Vale per le questioni di genere: il patriarcato ha avvantaggiato e avvantaggia pochi maschi potenti, svantaggia tutte le donne e i maschi riflessivi; l’essenzialismo della famiglia tradizionale e dei ruoli di genere ha favorito e favorisce chi sta comodo nell’immaginario del Mulino Bianco e chi ha soldi e potere per sbarazzarsi del maschio tossico tenendosi la prole, per seguire i propri gusti sessuali al riparo dai riflettori, e sfavorisce chi ha bisogno di diritti garantiti per vivere i propri sentimenti con dignità. L’ingiustizia deriva da una struttura. Non è colpa di nessuno, anche se qualcuno ne trae indebiti vantaggi e forse è complice nel momento in cui questi benefici se li gode senza chiedersi da dove arrivano.

Ma la narrazione progressista delle ingiustizie è diventata una continua e petulante accusa.
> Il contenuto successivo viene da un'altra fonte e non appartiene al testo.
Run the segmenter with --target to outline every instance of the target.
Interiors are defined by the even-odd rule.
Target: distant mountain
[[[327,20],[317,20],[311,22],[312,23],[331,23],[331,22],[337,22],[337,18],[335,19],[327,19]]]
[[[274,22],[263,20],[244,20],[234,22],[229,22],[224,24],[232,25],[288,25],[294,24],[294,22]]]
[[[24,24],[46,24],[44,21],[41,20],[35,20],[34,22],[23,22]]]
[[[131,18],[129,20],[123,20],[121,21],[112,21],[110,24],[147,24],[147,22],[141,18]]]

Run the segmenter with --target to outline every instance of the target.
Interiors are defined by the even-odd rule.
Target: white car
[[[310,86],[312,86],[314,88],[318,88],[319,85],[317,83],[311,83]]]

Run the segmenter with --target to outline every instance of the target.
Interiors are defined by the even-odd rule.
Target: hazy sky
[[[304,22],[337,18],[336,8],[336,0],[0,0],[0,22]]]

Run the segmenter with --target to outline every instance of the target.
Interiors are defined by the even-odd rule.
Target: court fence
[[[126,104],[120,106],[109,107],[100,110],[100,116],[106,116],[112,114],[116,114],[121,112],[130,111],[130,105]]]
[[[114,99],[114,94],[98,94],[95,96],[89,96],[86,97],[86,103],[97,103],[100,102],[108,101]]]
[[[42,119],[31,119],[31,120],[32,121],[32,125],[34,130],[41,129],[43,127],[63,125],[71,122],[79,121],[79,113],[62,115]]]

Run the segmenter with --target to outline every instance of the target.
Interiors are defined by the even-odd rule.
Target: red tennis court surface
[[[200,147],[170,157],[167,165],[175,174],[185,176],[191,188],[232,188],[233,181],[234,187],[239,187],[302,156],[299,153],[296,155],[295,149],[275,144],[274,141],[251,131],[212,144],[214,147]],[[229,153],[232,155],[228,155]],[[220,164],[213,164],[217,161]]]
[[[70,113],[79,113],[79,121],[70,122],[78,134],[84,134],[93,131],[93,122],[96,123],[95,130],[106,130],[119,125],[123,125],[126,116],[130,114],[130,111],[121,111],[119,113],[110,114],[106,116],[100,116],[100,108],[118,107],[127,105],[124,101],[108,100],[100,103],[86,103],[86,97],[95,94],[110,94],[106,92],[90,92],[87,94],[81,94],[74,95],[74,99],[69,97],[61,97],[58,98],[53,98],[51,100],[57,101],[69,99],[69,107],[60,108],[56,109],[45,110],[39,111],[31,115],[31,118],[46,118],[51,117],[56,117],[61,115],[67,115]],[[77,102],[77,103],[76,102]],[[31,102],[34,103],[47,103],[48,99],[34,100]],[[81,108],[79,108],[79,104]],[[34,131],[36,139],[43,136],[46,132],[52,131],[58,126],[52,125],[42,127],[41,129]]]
Il problema del wokismo forse non è la sostanza, ma la forma. Non la protezione delle differenze, ma l’accusa isterica e la voglia di gogna, invece che di discussione. La gioiosa semplicità di Regan e di Berlusconi non hanno insegnato nulla. La sinistra finisce per limitarsi ad accusare il capitale finanziario, la tecnologia, il maschilismo tossico e così via. E i sorrisi di Kamala Harris non erano rassicuranti.

Sarà pure che Harris non si è smarcata abbastanza dalla passata amministrazione, che è una donna, e nera, che aveva un programma vago. Ma guardiamo a quello che ha sedotto gli elettori di  Trump e Elon Musk: la fantascienza tecnocratica e i sogni della cameretta degli adolescenti insieme a immagini consolanti per gli anziani alle prese con un mondo sempre più complicato e tenebroso.

La reazione mascherata da progresso e il progressismo dipinto come conservazione. Lo stesso da noi: sovrani a casa nostra, come una monarchia dell’Ottocento, ma nessuna rinuncia alle comodità dell’Occidente industriale avanzato. Difendiamo i confini, non mandando i figli in guerra, ma cacciando in Albania quattro poveri disperati.

Lo sciopero non è un diritto per i salari, ma per la sicurezza contro i passeggeri di colore. Questo è il sogno melonian-salviniano. Sinché la sinistra non tornerà al sogno di un avvenire migliore per tutti, anche per i controllori dei treni e per i poliziotti onesti, che non ascoltano ordini dai manifestanti neofascisti, lasciando perdere colpe e accuse, e parlerà di nuovo di emancipazione e libertà: ecco, sino ad allora, le cose andranno così.

L’era Trump passerà. Mentre, si provi a raccontare che ci potrebbe essere un futuro migliore del passato.